If the U.S. stock market was on the lunch menu right now, it would probably be scrambled eggs and Sloppy Joes.

Food preferences aside, the performance of equity ETFs in 2022 is straight messy.  

ETFs linked to widely held yardsticks like the Dow Jones Industrials (the SPDR Dow Jones Industrial Average ETF), the Nasdaq-100 (the Invesco QQQ fund) and the S&P 500 (the SPDR S&P 500 ETF) have slid between 5.34% and 13.17% since the start of the year.* Moreover, stock market volatility as measured by the Cboe Volatility Index, or VIX, has surged almost 65% over the same time.

In contrast, energy stocks and ETFs linked to them have been stellar performers.

The Energy Select Sector SPDR Fund (XLE) has jumped 23.37% this year, even as the other nine industry sectors within the S&P 500 have all endured negative performance. The only other industry group with yearly gains is the Financial Select Sector SPDR Fund (XLF), up just 0.46%.

Despite its blistering performance, energy still represents a tiny fraction of the S&P 500’s overall sector weighting.  

For example, energy stocks today represent just 3.57% of the S&P 500’s sector weighting. That’s tiny next to the technology sector, the largest industry group inside the S&P 500, which now represents 28.05% of the benchmark.

But even by historical standards, the current weighting of energy stocks within the S&P 500 is low. And much of this can be attributed to market volatility.  

“Energy is the most volatile sector inside the S&P 500 in terms of total weight,” said Mike Akins, the founding partner at research platform ETF Action in Denver. According to his firm’s research, the energy sector’s weighting fell from 15% in the early 1990s to 5% in the mid-1990s, then rose again to 15% in mid-2008 and afterward fell to the 3.5% area today. The key takeaway is that energy’s currently low sector weighting inside the S&P 500 could be a sign of the sector’s coming upside expansion.

Higher inflation has buoyed prices for commodities across the board, especially in the energy sector.

ETFs linked to energy commodities—funds such as the United States Natural Gas Fund (UNG) and the United States Oil Fund (USO)—have experienced a sharp rise in prices between 25.46% and 18.05%.

Financial advisors and their clients need to be ready for another development in energy ETFs: society’s transition away from dirty fossil fuels like coal into alternative energy sources like solar and wind power.

“It’s important to position for the energy transition as much as it is to position for some future state of energy markets,” said Paul Baiocchi, the chief ETF strategist at SS&C ALPS Advisors. His firm manages both traditional energy-linked products along with ETFs targeting alternative energy markets.

The ALPS Clean Energy ETF (ACES) captures what many believe will be the future of the energy market. The fund owns stocks in renewable energy like solar, wind and bioenergy.
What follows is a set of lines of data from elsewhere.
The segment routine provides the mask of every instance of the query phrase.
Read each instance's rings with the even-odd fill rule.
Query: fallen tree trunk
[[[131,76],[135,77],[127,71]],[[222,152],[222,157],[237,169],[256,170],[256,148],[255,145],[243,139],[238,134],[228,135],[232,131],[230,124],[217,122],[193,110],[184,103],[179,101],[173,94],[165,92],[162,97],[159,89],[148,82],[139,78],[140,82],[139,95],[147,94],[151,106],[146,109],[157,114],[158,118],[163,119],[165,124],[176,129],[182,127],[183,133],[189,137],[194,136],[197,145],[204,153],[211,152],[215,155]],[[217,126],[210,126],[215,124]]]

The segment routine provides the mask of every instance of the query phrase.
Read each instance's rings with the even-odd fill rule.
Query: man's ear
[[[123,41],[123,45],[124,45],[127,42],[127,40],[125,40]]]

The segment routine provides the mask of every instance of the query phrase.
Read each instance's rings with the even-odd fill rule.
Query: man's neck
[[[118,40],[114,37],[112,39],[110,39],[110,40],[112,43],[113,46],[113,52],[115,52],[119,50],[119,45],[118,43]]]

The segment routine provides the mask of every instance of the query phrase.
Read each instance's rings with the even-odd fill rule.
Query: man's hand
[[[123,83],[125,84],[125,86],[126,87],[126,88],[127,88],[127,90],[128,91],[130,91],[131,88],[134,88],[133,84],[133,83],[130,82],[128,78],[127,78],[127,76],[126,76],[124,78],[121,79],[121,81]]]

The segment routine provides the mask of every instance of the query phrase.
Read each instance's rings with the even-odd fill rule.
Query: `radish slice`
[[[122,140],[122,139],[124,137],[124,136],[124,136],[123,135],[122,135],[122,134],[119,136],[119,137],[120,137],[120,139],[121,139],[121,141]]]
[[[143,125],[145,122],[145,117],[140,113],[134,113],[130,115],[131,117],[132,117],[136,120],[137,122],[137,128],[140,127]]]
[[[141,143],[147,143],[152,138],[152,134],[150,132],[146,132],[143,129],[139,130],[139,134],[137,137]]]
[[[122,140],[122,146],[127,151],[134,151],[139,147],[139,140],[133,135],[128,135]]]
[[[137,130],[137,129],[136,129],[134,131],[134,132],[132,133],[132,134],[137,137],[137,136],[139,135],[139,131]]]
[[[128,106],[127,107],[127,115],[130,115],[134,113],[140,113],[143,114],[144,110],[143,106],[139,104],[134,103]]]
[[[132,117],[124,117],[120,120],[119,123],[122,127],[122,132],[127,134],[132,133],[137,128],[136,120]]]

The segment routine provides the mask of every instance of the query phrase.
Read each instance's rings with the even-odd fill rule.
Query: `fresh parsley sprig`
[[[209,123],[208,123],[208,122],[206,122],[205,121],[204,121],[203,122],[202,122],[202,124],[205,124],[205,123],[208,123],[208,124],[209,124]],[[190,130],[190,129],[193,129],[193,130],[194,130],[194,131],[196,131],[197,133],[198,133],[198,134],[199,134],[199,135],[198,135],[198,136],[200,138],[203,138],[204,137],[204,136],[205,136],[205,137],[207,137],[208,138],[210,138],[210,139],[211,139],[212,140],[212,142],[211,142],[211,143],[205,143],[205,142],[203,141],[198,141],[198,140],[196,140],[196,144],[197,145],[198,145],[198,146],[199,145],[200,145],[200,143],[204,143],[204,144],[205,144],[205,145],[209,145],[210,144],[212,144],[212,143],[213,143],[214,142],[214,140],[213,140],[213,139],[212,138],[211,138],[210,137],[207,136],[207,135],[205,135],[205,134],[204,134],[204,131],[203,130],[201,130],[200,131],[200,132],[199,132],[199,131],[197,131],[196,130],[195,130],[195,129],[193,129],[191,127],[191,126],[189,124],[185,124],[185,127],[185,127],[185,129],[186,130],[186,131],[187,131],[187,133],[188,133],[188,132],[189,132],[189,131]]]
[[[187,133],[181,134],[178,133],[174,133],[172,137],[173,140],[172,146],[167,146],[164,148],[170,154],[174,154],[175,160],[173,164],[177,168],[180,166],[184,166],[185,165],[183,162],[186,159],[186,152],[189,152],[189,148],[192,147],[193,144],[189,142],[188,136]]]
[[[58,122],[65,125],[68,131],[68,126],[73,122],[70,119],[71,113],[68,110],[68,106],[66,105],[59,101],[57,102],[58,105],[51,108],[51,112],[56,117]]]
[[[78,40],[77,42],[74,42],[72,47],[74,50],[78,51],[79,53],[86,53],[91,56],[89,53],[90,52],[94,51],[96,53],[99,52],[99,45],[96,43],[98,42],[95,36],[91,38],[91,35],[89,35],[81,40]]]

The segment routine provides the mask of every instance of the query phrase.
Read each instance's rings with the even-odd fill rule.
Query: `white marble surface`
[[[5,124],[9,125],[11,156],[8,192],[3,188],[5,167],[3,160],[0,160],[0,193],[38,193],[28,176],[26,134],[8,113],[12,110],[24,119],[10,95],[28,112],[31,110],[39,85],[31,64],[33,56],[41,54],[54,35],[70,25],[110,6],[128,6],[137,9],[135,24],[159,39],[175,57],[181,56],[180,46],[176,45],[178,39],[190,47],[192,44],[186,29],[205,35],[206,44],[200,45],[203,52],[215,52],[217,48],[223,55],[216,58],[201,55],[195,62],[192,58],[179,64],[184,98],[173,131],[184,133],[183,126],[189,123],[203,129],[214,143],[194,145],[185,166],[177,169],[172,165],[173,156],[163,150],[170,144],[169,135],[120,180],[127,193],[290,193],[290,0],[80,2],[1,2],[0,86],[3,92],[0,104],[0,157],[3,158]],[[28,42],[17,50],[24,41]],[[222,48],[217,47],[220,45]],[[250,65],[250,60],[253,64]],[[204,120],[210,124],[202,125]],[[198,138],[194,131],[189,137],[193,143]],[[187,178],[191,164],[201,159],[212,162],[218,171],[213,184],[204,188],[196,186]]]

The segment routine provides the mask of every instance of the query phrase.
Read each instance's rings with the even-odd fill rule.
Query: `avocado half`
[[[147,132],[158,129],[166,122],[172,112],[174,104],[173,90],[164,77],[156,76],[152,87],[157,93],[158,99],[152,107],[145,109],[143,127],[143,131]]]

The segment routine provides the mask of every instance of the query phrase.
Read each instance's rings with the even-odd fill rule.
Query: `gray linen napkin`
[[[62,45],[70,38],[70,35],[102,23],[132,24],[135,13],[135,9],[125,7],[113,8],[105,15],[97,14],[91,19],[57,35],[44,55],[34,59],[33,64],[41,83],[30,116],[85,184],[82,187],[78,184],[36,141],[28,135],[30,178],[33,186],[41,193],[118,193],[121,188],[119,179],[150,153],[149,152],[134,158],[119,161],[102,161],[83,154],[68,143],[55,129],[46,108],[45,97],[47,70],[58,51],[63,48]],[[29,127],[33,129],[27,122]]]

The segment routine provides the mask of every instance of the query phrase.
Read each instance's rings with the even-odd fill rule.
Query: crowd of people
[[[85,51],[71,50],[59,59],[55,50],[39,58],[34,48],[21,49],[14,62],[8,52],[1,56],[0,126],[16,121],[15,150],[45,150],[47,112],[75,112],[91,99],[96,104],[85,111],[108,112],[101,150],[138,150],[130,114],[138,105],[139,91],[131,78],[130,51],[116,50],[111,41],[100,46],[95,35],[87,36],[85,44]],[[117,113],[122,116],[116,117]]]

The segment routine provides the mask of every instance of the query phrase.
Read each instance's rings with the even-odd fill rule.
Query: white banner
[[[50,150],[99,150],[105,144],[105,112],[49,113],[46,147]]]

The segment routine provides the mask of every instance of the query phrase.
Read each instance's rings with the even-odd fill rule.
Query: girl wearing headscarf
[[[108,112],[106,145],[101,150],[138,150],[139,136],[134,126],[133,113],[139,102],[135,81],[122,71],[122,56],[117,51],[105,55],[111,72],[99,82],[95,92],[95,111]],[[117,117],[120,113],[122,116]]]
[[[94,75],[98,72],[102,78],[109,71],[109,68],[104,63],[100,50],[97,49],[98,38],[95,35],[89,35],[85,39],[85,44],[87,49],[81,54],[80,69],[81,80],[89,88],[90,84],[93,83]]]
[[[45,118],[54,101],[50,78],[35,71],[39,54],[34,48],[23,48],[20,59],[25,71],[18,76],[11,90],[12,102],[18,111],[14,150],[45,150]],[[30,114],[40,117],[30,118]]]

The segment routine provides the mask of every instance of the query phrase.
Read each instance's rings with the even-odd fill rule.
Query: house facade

It also includes clean technology stocks in the electric vehicle market and energy management and storage.

Interestingly, there’s a massive performance gap opening between traditional energy and alternative energy funds.

During the past year, the ALPS fund has fallen 43.73% in value while the Energy Select Sector SPDR Fund has climbed 54.23%. The dismal performance of alternative energy ETFs can be attributed to investor sentiment, which is moving away from higher risk growth stocks to more value-oriented stocks.

*All performance data is through the February 17, 2022, market close.